Tool for restoring your ExFAT files and filesystem when you accidentally format the wrong disk.
Unless of course the disk was encrypted, then the key would possibly be nuked and the data useless. Fortunately mine was not. Good reason not to blindly trust encryption: You're more likely to lock yourself out than any malicious third-party. I personally tend to favor encrypting individual files over a whole disk unless that disk is on a machine likely to be lost or stolen like a smartphone, for this exact reason, you lose the key and all your files are gone rather than just specific files that you'd better have backed up somewhere if they're that important. Unfortunately I was unable to backup my whole disk in this case because its 4TB capacity was greater than the sum of all my other disks combined.

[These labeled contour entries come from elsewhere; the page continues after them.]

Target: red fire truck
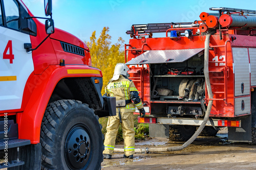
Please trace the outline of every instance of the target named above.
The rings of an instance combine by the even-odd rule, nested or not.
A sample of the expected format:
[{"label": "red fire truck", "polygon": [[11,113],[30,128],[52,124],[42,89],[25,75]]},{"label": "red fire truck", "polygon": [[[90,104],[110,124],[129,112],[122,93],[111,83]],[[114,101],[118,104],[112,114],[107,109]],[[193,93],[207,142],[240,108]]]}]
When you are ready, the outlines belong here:
[{"label": "red fire truck", "polygon": [[51,1],[45,6],[50,18],[0,1],[0,168],[98,169],[98,117],[115,115],[115,98],[102,98],[88,47],[54,29]]},{"label": "red fire truck", "polygon": [[[201,134],[228,127],[229,141],[255,144],[256,11],[210,10],[193,22],[134,25],[126,32],[126,64],[150,115],[138,121],[150,124],[152,136],[186,141],[208,109]],[[160,32],[165,36],[155,37]]]}]

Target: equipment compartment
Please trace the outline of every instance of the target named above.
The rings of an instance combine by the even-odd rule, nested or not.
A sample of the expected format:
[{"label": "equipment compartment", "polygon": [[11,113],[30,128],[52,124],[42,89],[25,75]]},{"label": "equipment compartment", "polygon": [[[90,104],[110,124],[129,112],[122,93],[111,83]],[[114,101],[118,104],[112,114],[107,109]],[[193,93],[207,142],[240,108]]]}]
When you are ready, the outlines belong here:
[{"label": "equipment compartment", "polygon": [[[189,99],[188,93],[194,88],[194,92],[196,92],[198,86],[195,86],[195,83],[197,83],[198,86],[203,85],[202,81],[204,81],[204,55],[202,54],[201,53],[197,54],[180,63],[151,64],[151,101],[178,101],[180,99],[187,101]],[[200,82],[197,81],[198,80],[200,80]],[[186,82],[186,80],[189,82]],[[185,84],[183,84],[185,86],[183,89],[181,88],[182,87],[180,87],[182,81],[185,81],[183,82]],[[187,89],[185,88],[186,83],[188,86]],[[203,87],[204,88],[205,87]],[[185,92],[186,94],[183,94],[183,95],[187,94],[188,96],[181,100],[180,96],[183,90],[186,91]]]}]

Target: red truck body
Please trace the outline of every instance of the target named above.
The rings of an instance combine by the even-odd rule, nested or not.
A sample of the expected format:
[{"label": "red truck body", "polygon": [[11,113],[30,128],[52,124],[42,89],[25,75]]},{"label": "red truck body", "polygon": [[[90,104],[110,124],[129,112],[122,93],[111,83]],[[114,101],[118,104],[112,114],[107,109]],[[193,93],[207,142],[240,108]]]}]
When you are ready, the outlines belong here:
[{"label": "red truck body", "polygon": [[[133,25],[131,30],[126,32],[133,38],[130,39],[129,44],[125,44],[126,64],[131,69],[130,78],[140,91],[144,107],[150,115],[150,118],[139,118],[139,122],[164,125],[170,133],[174,126],[178,129],[187,126],[196,127],[200,125],[200,120],[204,117],[205,111],[203,108],[207,108],[209,101],[212,101],[210,117],[214,123],[209,122],[206,126],[228,126],[230,141],[252,140],[254,142],[251,129],[253,131],[255,126],[254,89],[256,72],[253,61],[256,58],[256,37],[254,36],[256,25],[247,21],[246,16],[249,15],[250,19],[255,20],[256,13],[247,10],[245,12],[250,14],[244,16],[241,11],[245,10],[227,8],[212,10],[221,11],[220,16],[219,13],[204,12],[200,17],[204,16],[206,19],[202,20]],[[228,16],[225,16],[225,12]],[[239,12],[240,16],[238,16]],[[225,16],[224,19],[232,17],[234,21],[232,23],[227,23],[225,19],[222,19],[222,15]],[[236,26],[241,25],[235,20],[236,17],[242,18],[243,26]],[[222,27],[222,23],[229,25]],[[213,98],[208,97],[207,89],[204,87],[205,96],[201,98],[201,101],[188,100],[188,96],[179,100],[182,80],[206,79],[206,74],[202,72],[204,64],[203,54],[206,50],[205,35],[210,31],[216,33],[210,37],[206,70],[209,72]],[[155,33],[158,32],[165,32],[166,37],[156,37]],[[187,36],[186,34],[189,32],[191,34]],[[190,73],[184,70],[177,71],[181,67],[190,69],[193,67],[194,70],[189,70]],[[166,70],[163,73],[164,69]],[[173,93],[158,95],[158,88],[170,90]],[[166,132],[161,132],[162,128],[150,126],[154,129],[151,130],[153,136],[168,137],[164,135]],[[187,133],[191,136],[196,129],[193,129],[192,132]],[[236,133],[236,129],[237,132],[246,132]],[[158,135],[158,133],[163,135]]]}]

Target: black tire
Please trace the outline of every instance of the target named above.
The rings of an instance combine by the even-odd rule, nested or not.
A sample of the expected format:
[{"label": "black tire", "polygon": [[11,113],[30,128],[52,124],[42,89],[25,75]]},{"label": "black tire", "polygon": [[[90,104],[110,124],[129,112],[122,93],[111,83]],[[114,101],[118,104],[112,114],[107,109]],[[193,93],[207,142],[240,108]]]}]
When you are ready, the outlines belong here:
[{"label": "black tire", "polygon": [[193,126],[170,125],[169,140],[176,141],[187,141],[194,134],[196,129],[196,127]]},{"label": "black tire", "polygon": [[202,136],[215,136],[218,131],[211,126],[205,126],[199,135]]},{"label": "black tire", "polygon": [[41,126],[41,169],[100,169],[103,135],[98,117],[74,100],[50,104]]}]

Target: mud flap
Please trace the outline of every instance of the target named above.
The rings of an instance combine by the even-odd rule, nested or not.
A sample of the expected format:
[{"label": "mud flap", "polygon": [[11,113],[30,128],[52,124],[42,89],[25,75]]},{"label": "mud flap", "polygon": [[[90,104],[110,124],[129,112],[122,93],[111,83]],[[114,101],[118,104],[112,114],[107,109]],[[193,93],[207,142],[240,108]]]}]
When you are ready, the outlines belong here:
[{"label": "mud flap", "polygon": [[169,137],[169,125],[148,124],[150,136],[152,137]]},{"label": "mud flap", "polygon": [[239,117],[241,127],[228,127],[228,141],[251,142],[251,116],[249,115]]}]

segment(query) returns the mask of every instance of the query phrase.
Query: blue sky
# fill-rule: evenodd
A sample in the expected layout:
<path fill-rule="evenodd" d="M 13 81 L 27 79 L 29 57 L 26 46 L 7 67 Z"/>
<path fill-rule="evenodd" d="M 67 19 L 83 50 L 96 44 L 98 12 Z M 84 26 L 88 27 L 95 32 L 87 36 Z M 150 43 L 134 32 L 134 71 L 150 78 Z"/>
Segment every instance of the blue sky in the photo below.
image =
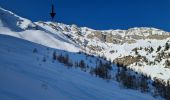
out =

mmap()s the whole disk into memory, this is a huge improvement over the naive read()ing and buffering algorithms I was using before. mmap, it's like magic!
Have successfully used it to restore (contiguous) files! But only into a flat directory. Restoring the directory tree is currently a work in progress.
Some fragmented files may never be able to be reconstructed, since the FAT is nuked, but I'm hoping when I've removed all the contiguous files I can basically reverse engineer the fragmenting algorithms used by different drivers to restore at least some of them, or simply go by file sizes and internal checksums to brute-force all possible reconstructions until they're all correct.
Unfortunately ExFAT does not checksum individual clusters or whole files, which would have allowed reconstruction by brute-forcing the checksums rather than huge blocks of data. One advantage of using checksums over hashes to ensure data integrity.